Lueddecke: Allerdings ist unklar, ob die OEMs überhaupt die Kompetenz haben, ein eigenes Operating System, also Betriebssystem, zu definieren und zu entwickeln. Nach meiner Wahrnehmung verlässt sich der OEM am Ende des Tages auf den Zulieferer und wünscht sich, gemeinsam ein OS zu entwickeln.

Herr Butz, hat BMW die Kompetenz, ein eigenes OS zu entwickeln?
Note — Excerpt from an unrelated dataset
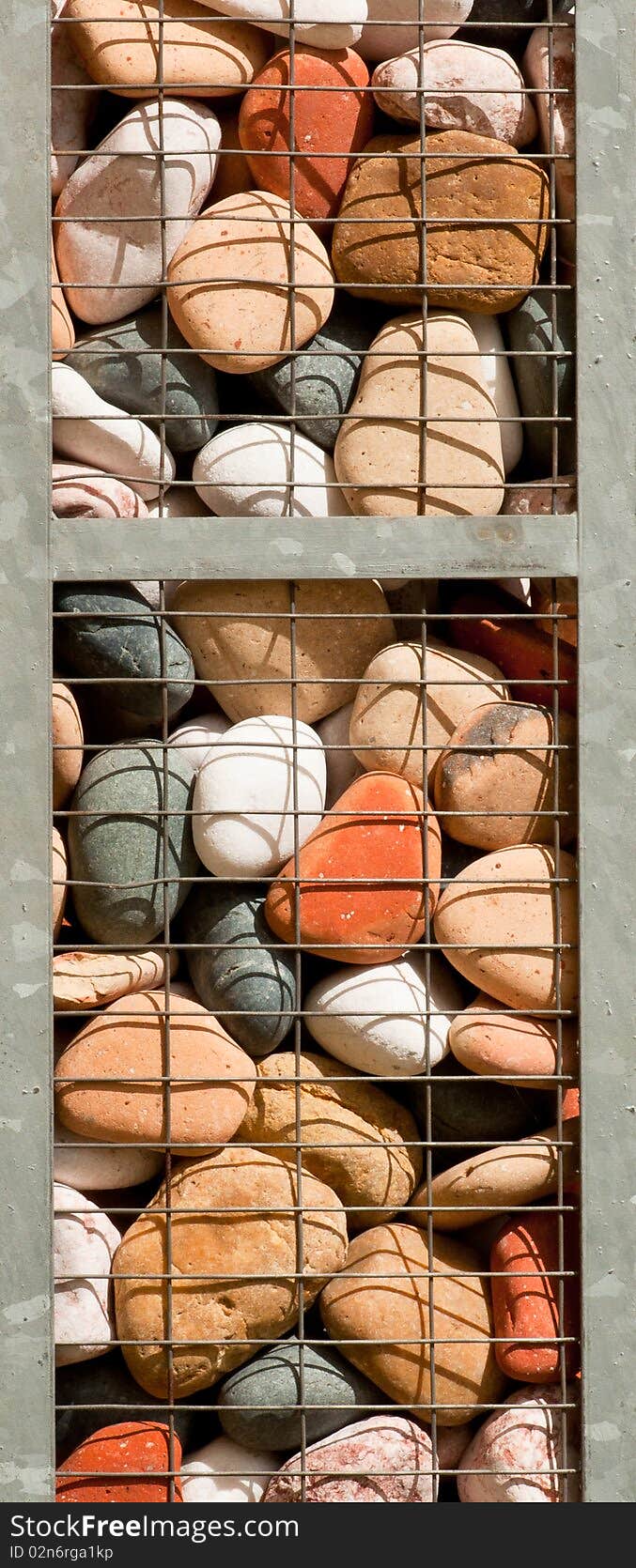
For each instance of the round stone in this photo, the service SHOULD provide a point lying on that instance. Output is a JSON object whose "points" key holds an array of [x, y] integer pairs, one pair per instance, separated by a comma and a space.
{"points": [[353, 1137], [239, 634], [236, 971], [385, 1020], [245, 323], [261, 1193], [121, 842], [105, 632], [259, 1402], [123, 364], [387, 1458]]}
Butz: Wir haben eine andere Vorgehensweise. In meiner Zeit bei Intel habe ich in der Partnerschaft mit Microsoft gesehen, wie schwierig es ist, ein OS als Basis für ein Ökosystem zu schaffen. Dies ist keine rein technische Herausforderung, sondern sehr stark eine Frage, wann eine Entwickler-Community ein OS, beziehungsweise eine Plattform nutzt. Wir haben nicht die Ambition, ein eigenes OS zu entwickeln, auf dem eine große, unabhängige Entwickler-Community Innovation generiert. Man kann aus den Erfahrungen lernen, die zum Beispiel Microsoft und Intel, aber auch andere mit vergleichbaren Fragestellungen im Mobilfunkbereich gemacht haben. Selbst Volkswagen ist nicht groß genug, um diese Mammutaufgabe alleine zu bewältigen. Und bisher war die Automobilindustrie nicht ausreichend kooperationsfähig, um eine gemeinsame Basis zu legen. Zeitpläne, technische Voraussetzungen und inhaltliche Prioritäten divergieren. Nicht zu vergessen ist die Compliance-Konformität. Das heißt, es wird irgendwo eine Alternative genutzt werden. Ob das ultimativ Android sein wird, kann ich nicht sagen. Die Fähigkeit des OEMs muss sein, schnell auf das wettbewerbsfähigste System springen zu können. Das ist eine Form von Agilität oder besser Adaptivität. Die Ambition ist, sich auf das Niveau von Apple und Google zu heben. Das gelingt nur mit Partnern. Wenn ein überlegenes Ökosystem zur Verfügung steht, muss man flexibel genug sein, um zu switchen beziehungsweise dieses zu integrieren.